The configuration is shown in the figure below. The two subnets are 2.1.1.0 and 3.1.1.0.

The picture below shows the memory usage, which is growing very fast.It takes about 20 seconds to reach 6G.

The data packets passing through the VPN tunnel are UDP, with 100 source IPs and 100 destination IPs respectively, and there may be up to 10,000 sessions.

At the same time, there are also memory usage and other related prompts in demsg.

If you need more information, please reply directly. There is currently a relevant test environment.

[LibreBai]

[tobiasbrunner]

I can't read the stuff in some of these images. Anyway, as I said before, strongSwan does not generally handle IPsec traffic (or get affected by it). So the question is: are you using kernel-libipsec?
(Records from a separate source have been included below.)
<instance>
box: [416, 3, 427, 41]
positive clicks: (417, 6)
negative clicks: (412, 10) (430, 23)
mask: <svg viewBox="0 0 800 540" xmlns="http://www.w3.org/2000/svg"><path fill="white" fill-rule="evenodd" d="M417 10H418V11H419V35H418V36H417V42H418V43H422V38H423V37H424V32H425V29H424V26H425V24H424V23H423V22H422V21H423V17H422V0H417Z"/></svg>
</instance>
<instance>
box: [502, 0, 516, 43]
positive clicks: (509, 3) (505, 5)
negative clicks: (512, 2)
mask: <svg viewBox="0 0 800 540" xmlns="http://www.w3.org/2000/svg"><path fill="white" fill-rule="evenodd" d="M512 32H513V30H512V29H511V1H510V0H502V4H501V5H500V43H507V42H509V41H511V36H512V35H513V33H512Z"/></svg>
If so, don't!

[LibreBai]

I understand what you mean, but if the data packet is sent quickly, the charon process will occupy more than 6G of memory and then be killed by the kernel.

[LibreBai]

This is my configuration with two linux hosts.

This is the network port configuration of the two devices.

This is after the two devices receive UDP data packets, the charon process will occupy 6G of memory in 20 seconds.

This is the error message reported by demsg.

The kernel-libipsec related options were indeed enabled during compilation. I will test again.

[LibreBai]

I didn't use the --enable-kernel-libipsec parameter during compilation, but the charon process was still killed due to memory usage reaching 6GB. I'll try using a new version.

[tobiasbrunner]

That doubt this has anything to do with the version. Did you make sure that everything from the previous installation was removed?

[LibreBai]

I will conduct the first test using CentOS 7 with version 5.7.2, and then proceed with the second test using CentOS Stream with the latest version of StrongSwan. Please await my update.